Emmy Awards consider new downtown LA theater home
Thursday December 19, 2002By LYNN ELBER
AP Television Writer
LOS ANGELES (AP) Following the Academy Awards' lead in moving to a custom-built theater, Emmy organizers are seeking a new home for their ceremony in a planned downtown development.
The Academy of Television Arts & Sciences' board of directors approved a letter of intent for a 15-year lease on a proposed theater in what would be called the LA Live complex, an entertainment, hotel and retail center.
``The chance to take a bigger-than-life awards show and match it with a state-of-the-art theater is the kind of stuff Hollywood dreams are made of,'' academy Chairman Bryce Zabel said Wednesday.
The board agreed Dec. 12 to sign a letter of intent with the business group AEG, which in May 2000 proposed a 43-acre, $1 billion development across from the Staples Center owned and operated by AEG.
AEG, a developer and sports and theater operator, is a wholly owned subsidiary of billionaire Philip Anschutz's Anschutz Corp.

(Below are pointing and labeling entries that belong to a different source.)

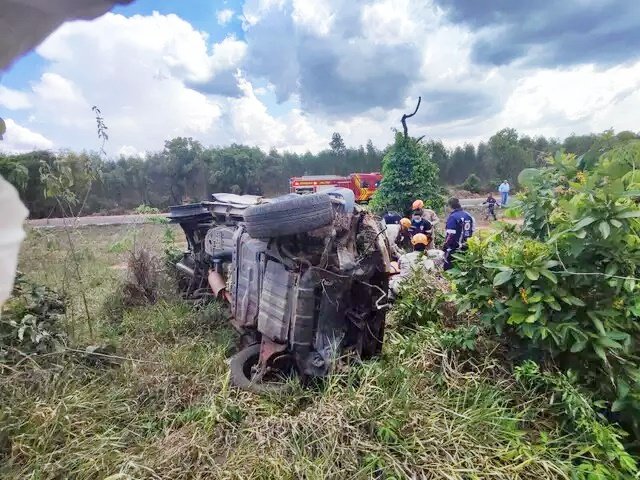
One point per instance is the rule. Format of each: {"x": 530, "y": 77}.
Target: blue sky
{"x": 288, "y": 73}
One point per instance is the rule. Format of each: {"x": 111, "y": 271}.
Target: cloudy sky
{"x": 288, "y": 73}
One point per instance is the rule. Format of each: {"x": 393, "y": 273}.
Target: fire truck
{"x": 362, "y": 184}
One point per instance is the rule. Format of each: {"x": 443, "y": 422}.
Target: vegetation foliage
{"x": 185, "y": 170}
{"x": 408, "y": 173}
{"x": 565, "y": 286}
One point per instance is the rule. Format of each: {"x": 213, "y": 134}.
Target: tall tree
{"x": 408, "y": 174}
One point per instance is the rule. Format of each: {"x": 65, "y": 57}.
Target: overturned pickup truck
{"x": 306, "y": 278}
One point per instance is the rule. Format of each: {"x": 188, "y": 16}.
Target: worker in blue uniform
{"x": 459, "y": 229}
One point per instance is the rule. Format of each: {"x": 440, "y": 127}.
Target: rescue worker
{"x": 403, "y": 239}
{"x": 491, "y": 203}
{"x": 419, "y": 224}
{"x": 459, "y": 227}
{"x": 409, "y": 262}
{"x": 504, "y": 189}
{"x": 429, "y": 215}
{"x": 392, "y": 218}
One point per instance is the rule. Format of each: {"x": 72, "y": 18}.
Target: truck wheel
{"x": 241, "y": 366}
{"x": 289, "y": 216}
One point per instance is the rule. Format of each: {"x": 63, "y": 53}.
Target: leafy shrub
{"x": 579, "y": 410}
{"x": 142, "y": 284}
{"x": 408, "y": 174}
{"x": 422, "y": 299}
{"x": 30, "y": 321}
{"x": 472, "y": 183}
{"x": 566, "y": 284}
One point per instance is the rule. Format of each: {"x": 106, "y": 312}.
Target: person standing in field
{"x": 491, "y": 203}
{"x": 504, "y": 192}
{"x": 460, "y": 227}
{"x": 428, "y": 215}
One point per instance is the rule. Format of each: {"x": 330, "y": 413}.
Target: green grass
{"x": 421, "y": 411}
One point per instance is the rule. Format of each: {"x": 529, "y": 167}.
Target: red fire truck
{"x": 362, "y": 184}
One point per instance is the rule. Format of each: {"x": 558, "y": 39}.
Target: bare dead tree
{"x": 405, "y": 116}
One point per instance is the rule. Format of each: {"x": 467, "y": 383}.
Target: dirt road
{"x": 138, "y": 218}
{"x": 92, "y": 220}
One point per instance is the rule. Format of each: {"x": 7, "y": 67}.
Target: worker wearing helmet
{"x": 460, "y": 226}
{"x": 403, "y": 239}
{"x": 413, "y": 261}
{"x": 428, "y": 215}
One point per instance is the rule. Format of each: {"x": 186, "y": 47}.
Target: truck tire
{"x": 292, "y": 215}
{"x": 240, "y": 366}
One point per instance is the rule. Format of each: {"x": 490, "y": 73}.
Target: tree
{"x": 408, "y": 174}
{"x": 472, "y": 183}
{"x": 337, "y": 144}
{"x": 507, "y": 157}
{"x": 440, "y": 156}
{"x": 183, "y": 157}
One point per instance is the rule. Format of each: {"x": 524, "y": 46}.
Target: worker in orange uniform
{"x": 403, "y": 239}
{"x": 430, "y": 216}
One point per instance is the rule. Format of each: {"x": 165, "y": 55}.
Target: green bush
{"x": 566, "y": 283}
{"x": 472, "y": 183}
{"x": 408, "y": 174}
{"x": 31, "y": 321}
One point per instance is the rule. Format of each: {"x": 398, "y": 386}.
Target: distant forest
{"x": 186, "y": 171}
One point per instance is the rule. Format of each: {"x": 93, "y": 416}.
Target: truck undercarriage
{"x": 305, "y": 278}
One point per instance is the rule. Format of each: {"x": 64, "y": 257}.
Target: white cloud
{"x": 155, "y": 77}
{"x": 135, "y": 70}
{"x": 13, "y": 99}
{"x": 224, "y": 16}
{"x": 227, "y": 54}
{"x": 315, "y": 17}
{"x": 20, "y": 139}
{"x": 579, "y": 95}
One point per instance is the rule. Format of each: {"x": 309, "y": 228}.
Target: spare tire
{"x": 289, "y": 216}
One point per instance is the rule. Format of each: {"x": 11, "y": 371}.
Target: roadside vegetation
{"x": 151, "y": 398}
{"x": 184, "y": 170}
{"x": 522, "y": 363}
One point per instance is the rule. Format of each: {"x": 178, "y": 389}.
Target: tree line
{"x": 185, "y": 170}
{"x": 507, "y": 153}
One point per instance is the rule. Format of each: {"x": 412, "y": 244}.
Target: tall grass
{"x": 424, "y": 410}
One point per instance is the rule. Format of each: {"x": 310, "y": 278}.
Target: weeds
{"x": 437, "y": 404}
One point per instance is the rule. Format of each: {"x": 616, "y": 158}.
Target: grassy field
{"x": 166, "y": 410}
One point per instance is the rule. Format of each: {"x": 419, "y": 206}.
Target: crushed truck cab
{"x": 306, "y": 279}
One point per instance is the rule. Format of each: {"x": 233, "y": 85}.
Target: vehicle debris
{"x": 306, "y": 278}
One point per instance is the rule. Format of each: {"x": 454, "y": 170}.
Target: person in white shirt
{"x": 504, "y": 192}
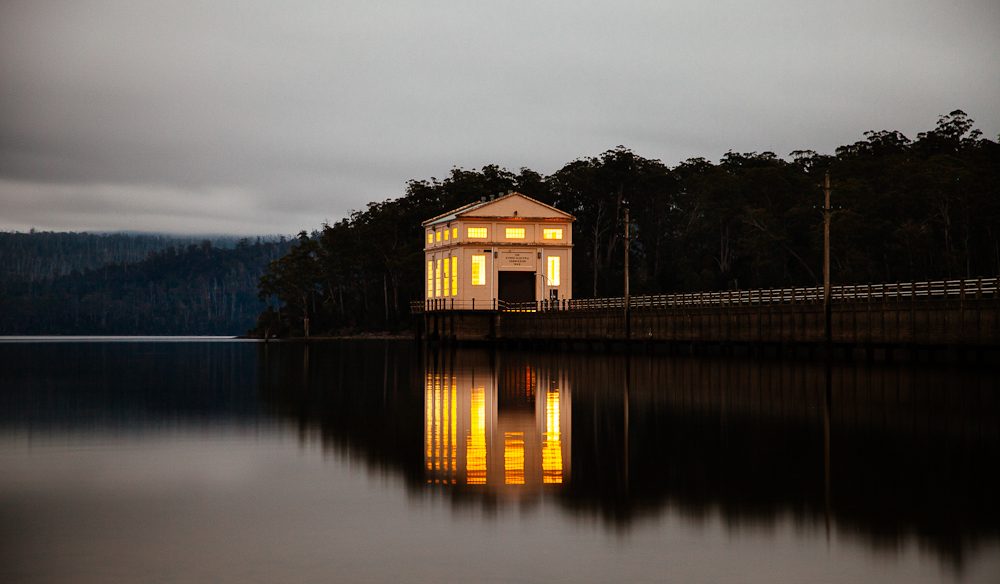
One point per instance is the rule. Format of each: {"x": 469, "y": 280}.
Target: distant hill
{"x": 93, "y": 284}
{"x": 41, "y": 255}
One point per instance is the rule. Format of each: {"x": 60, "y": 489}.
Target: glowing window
{"x": 446, "y": 278}
{"x": 513, "y": 458}
{"x": 479, "y": 270}
{"x": 454, "y": 275}
{"x": 437, "y": 279}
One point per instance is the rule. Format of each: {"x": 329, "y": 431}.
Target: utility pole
{"x": 628, "y": 323}
{"x": 827, "y": 313}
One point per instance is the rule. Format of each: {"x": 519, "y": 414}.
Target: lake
{"x": 182, "y": 460}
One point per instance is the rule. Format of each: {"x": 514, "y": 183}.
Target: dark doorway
{"x": 516, "y": 286}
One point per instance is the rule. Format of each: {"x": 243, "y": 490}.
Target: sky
{"x": 246, "y": 117}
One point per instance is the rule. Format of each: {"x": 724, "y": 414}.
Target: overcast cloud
{"x": 251, "y": 117}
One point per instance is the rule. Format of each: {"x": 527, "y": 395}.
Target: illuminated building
{"x": 512, "y": 248}
{"x": 496, "y": 428}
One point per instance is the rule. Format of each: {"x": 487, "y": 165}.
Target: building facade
{"x": 510, "y": 249}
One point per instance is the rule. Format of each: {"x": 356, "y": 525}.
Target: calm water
{"x": 375, "y": 462}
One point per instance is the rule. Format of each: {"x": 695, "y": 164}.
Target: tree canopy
{"x": 916, "y": 209}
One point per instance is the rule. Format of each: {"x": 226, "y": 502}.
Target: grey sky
{"x": 248, "y": 117}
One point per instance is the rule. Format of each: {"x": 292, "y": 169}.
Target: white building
{"x": 511, "y": 249}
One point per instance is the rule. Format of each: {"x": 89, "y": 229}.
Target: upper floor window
{"x": 479, "y": 270}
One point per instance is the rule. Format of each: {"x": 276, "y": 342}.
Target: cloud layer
{"x": 246, "y": 117}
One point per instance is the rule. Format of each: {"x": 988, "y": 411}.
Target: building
{"x": 508, "y": 249}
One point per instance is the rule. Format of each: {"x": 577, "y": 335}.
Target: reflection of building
{"x": 506, "y": 432}
{"x": 512, "y": 248}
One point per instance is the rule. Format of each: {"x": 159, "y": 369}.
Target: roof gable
{"x": 510, "y": 205}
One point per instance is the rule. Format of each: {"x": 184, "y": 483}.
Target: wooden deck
{"x": 940, "y": 313}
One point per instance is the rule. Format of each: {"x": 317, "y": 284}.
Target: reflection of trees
{"x": 911, "y": 448}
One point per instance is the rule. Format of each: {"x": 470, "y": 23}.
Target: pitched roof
{"x": 480, "y": 206}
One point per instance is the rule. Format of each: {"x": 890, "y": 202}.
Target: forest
{"x": 905, "y": 209}
{"x": 131, "y": 284}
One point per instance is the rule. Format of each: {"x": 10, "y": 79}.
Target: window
{"x": 437, "y": 279}
{"x": 454, "y": 275}
{"x": 479, "y": 270}
{"x": 553, "y": 270}
{"x": 447, "y": 277}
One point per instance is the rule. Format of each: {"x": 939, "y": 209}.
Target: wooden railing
{"x": 975, "y": 288}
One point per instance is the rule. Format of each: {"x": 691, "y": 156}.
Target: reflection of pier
{"x": 493, "y": 426}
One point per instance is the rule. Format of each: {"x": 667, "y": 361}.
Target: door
{"x": 516, "y": 286}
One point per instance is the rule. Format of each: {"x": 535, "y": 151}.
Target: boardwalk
{"x": 937, "y": 313}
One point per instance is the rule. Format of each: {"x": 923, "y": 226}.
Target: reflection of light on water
{"x": 440, "y": 431}
{"x": 475, "y": 448}
{"x": 502, "y": 433}
{"x": 552, "y": 440}
{"x": 513, "y": 458}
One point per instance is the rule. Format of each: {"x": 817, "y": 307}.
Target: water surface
{"x": 374, "y": 461}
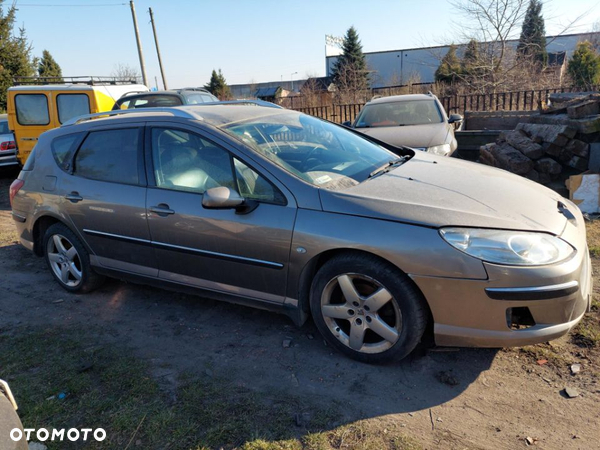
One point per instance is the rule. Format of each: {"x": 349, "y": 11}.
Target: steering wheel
{"x": 311, "y": 153}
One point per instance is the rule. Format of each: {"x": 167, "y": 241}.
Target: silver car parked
{"x": 287, "y": 212}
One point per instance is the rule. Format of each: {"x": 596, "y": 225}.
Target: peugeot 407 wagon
{"x": 287, "y": 212}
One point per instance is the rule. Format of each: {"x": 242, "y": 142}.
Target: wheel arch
{"x": 41, "y": 224}
{"x": 312, "y": 267}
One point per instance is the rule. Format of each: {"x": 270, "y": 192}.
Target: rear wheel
{"x": 367, "y": 309}
{"x": 69, "y": 261}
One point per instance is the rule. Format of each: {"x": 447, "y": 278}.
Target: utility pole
{"x": 137, "y": 37}
{"x": 162, "y": 71}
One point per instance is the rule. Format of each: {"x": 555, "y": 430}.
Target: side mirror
{"x": 455, "y": 118}
{"x": 224, "y": 198}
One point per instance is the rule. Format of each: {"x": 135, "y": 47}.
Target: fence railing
{"x": 526, "y": 100}
{"x": 334, "y": 113}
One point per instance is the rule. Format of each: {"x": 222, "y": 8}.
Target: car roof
{"x": 402, "y": 98}
{"x": 215, "y": 114}
{"x": 150, "y": 94}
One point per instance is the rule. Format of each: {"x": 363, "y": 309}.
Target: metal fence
{"x": 528, "y": 100}
{"x": 334, "y": 113}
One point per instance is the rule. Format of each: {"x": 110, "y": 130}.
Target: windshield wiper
{"x": 388, "y": 166}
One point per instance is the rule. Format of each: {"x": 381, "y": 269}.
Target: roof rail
{"x": 90, "y": 80}
{"x": 174, "y": 111}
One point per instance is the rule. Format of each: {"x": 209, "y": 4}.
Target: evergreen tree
{"x": 450, "y": 67}
{"x": 470, "y": 61}
{"x": 48, "y": 67}
{"x": 15, "y": 53}
{"x": 584, "y": 66}
{"x": 350, "y": 70}
{"x": 532, "y": 43}
{"x": 217, "y": 86}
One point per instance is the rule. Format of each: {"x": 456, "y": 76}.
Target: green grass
{"x": 116, "y": 392}
{"x": 594, "y": 251}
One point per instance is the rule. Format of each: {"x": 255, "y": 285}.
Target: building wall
{"x": 396, "y": 67}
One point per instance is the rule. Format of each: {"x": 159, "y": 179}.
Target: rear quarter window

The Emmy Awards would be the anchor tenant for a 200,000-square-foot theater designed to seat between 6,000 to 7,000 people. The awards' current home, the Shrine Auditorium south of downtown, seats about 6,000.
Other major awards ceremonies would be precluded from using the new theater, with the possible exception of the Latin Grammys, the academy said.
It's expected the theater, if built, wouldn't be ready before 2006, Zabel said, adding the lease cost would be equivalent to what the academy is paying now.
The Shrine agreement runs through next year, the awards' 55th, and the academy would expect to keep the show there until the new theater was ready, he said. Zabel praised the facility but said the academy couldn't pass up the chance for a custom-made awards home.
The academy deal with AEG is contingent on construction of a hotel adjacent to the theater that could accommodate the Governors Ball that follows the Emmys, Zabel said.
The city's financial participation in the hotel is critical to its construction and to the entire project, AEG spokesman Michael Roth said Wednesday. Parking lots currently cover much of the land intended for development.
``The city of Los Angeles has approved the zoning and other important elements to develop the site, including the hotel,'' Roth said, but city funding is still under discussion.
A major hotel would help increase business at the nearby Los Angeles Convention Center, Roth said. There are 900 nearby hotel rooms, compared with 10,000 hotel rooms within walking distance of San Francisco's convention center, he said.
``It's an important investment the city needs to make not only for the moving-forward financial success of the Los Angeles Convention Center but the continued revitalization of downtown Los Angeles,'' he said.
The issue is expected to be resolved sometime next year, he said.
City Councilwoman Jan Perry, who represents the area, said the council is working on the issue ``very aggressively'' because of the project's importance to downtown.
City support could be derived from sources related to the project itself, such as parking revenue or new tax revenue, Perry said, and wouldn't be diverted from other city needs.
In March, the Oscars moved to the Kodak Theatre in a newly developed retail-hotel complex in Hollywood. AEG operates but doesn't own the Kodak.
Retail stores in the high-profile complex have struggled, in part because of a slump in international tourism and the struggling economy, but Roth said he didn't see a parallel with the proposed downtown complex.
``They're in two different regions of the city, built for different purposes,'' he said, adding that Kodak theater bookings have been satisfactory.
Zabel said he was confident a new downtown theater would be a boon for the Emmys regardless of the center's retail performance.
The academy has been newly assertive under Zabel. In November, it boosted its revenue after striking an eight-year, $52 million deal with ABC, CBS, Fox and NBC to rotate the Emmy broadcast. HBO had helped serve as a bargaining chip by putting a five-year, $50 million offer for exclusive rights on the table.